Perché il vorticoso Van Gogh

Mi tormenta con un punto oscuro?

Com’è giallo il suo autoritratto!

Bendato l’orecchio ferito,

Con una giubba verde, come una vecchia,

Perché mi segue con lo sguardo?

Perché nel suo caffè a mezzanotte

C’è quel cameriere con la faccia di vizioso?

Brilla un biliardo senza giocatori?

Perché una pesante sedia è messa

Lì per avvelenare la tranquillità,

E aspetti le lacrime o un suono di scarpe?

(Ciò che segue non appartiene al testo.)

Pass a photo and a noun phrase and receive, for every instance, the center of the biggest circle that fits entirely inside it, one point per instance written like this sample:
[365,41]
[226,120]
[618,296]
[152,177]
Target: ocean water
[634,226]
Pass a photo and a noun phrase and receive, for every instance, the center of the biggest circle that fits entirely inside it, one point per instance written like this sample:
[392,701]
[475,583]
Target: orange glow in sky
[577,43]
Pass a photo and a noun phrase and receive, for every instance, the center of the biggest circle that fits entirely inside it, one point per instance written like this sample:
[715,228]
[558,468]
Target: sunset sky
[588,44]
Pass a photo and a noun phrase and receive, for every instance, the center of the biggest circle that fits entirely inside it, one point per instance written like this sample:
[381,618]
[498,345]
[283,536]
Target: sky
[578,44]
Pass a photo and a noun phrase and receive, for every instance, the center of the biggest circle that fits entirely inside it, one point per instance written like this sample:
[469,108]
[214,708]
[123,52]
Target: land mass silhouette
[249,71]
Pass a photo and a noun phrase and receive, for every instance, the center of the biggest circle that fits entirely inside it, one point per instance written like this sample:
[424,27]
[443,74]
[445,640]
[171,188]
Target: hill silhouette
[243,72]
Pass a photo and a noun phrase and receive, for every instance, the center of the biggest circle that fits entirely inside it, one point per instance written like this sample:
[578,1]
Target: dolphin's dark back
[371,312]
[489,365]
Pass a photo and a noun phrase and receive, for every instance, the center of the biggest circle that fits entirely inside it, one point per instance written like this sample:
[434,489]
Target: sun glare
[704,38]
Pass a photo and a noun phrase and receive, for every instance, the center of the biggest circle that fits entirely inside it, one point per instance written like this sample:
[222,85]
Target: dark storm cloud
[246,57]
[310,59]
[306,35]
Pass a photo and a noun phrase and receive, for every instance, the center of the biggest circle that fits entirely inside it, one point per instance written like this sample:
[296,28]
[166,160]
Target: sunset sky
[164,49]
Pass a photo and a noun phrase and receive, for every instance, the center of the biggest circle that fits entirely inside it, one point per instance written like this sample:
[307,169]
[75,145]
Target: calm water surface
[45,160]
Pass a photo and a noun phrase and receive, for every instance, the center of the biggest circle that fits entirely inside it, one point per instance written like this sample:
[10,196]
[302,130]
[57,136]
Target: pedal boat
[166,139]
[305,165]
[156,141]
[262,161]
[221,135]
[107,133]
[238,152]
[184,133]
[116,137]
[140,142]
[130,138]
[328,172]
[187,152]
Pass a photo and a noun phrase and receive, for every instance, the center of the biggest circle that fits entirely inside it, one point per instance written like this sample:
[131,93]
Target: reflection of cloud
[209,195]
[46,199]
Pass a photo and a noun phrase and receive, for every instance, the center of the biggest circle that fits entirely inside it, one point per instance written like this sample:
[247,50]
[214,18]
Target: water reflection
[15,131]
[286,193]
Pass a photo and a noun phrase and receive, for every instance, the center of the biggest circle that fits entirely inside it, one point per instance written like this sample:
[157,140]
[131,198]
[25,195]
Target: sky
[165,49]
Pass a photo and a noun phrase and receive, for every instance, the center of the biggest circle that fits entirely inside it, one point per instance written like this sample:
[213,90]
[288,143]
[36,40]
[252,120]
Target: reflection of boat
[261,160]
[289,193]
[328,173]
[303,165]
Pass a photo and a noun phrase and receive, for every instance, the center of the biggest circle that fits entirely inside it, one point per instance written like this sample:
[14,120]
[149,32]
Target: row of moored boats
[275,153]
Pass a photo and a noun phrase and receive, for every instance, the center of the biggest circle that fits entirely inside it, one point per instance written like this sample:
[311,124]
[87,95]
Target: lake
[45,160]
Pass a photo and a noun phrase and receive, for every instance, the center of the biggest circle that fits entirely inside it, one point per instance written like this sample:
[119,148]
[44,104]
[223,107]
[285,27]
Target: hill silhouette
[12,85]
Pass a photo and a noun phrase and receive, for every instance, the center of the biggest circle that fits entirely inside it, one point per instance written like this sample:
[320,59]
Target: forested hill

Perché egli soffia col vento sulla corona?

Perchè dipinge il dottore

Con un assurdo rametto in mano?

In quel suo paesaggio sghembo

Dove va quel carretto leggero

Senza passeggero e senza bagaglio?

 

Ciò che noi chiamiamo anima…

 

Ciò che noi chiamiamo anima,

Che, come nuvola, è di  aria

E splende nell’oscurità notturna

Capricciosa, indocile

O a un tratto, come aeroplano,

Più sottile di una spillo pungente,

Corregge dall’alto

La nostra vita, migliorandola;

 

Ciò che al pari di un uccello

Balena nell’aria azzurra,

Che non brucia nel fuoco,

Che sotto la pioggia non si bagna,

Senza cui non si può respirare,

Né scusare uno sciocco nell’offesa;

Ciò che dovremmo restituire,

Morendo, in un aspetto migliore, –

 

Ed è forse anche ciò

Per cui non dispiace sforzarsi,

Che ci fa anche onore,

A ben considerare.

Veramente è buona,

Di una moda assai vecchia,

Nuvoletta, rondine, anima!

Io sono legato, tu sei libera.

 

Ecco io sto nell’ombra notturna…

 

Ecco io sto nell’ombra notturna

Solo nel giardino deserto.

Ora cigolerà una porta in paradiso,

Ora sbatterà una porta nell’inferno.

 

E a sinistra una musica risuona

E una voce armoniosa canta.

E a destra qualcuno grida e grida

E maledice questa vita.

 

Dalla mattina girando per la stanza…

 

Dalla mattina girando per la stanza,

Con che premura l’anima

Si prepara l’afflizione!

(Così la rondine fa il nido.)

Niente la distoglie

Né dietro la finestra, né nella conversazione.

 

Invano il giorno è splendido e sereno, –

Non l’attira un foglio viscoso,

Né il tavolo, né la pagina di un libro.

Quale mediocre esperto di persone

Ha detto che la felicità le serve?

Soltanto con l’afflizione ci si può elevare.

 

Come il san Sebastiano del Bellini nel giardino…

 

Come il san Sebastiano del Bellini nel giardino

Con una freccia nel petto e nell’anca passeggia

E non prova dolore, e il cespuglio in fiore

Fruscia di amore celestiale e di bontà,

Così anche tu vorresti lasciar fuori dalla bara

Non proprio i tormenti, ma i simboli di essi.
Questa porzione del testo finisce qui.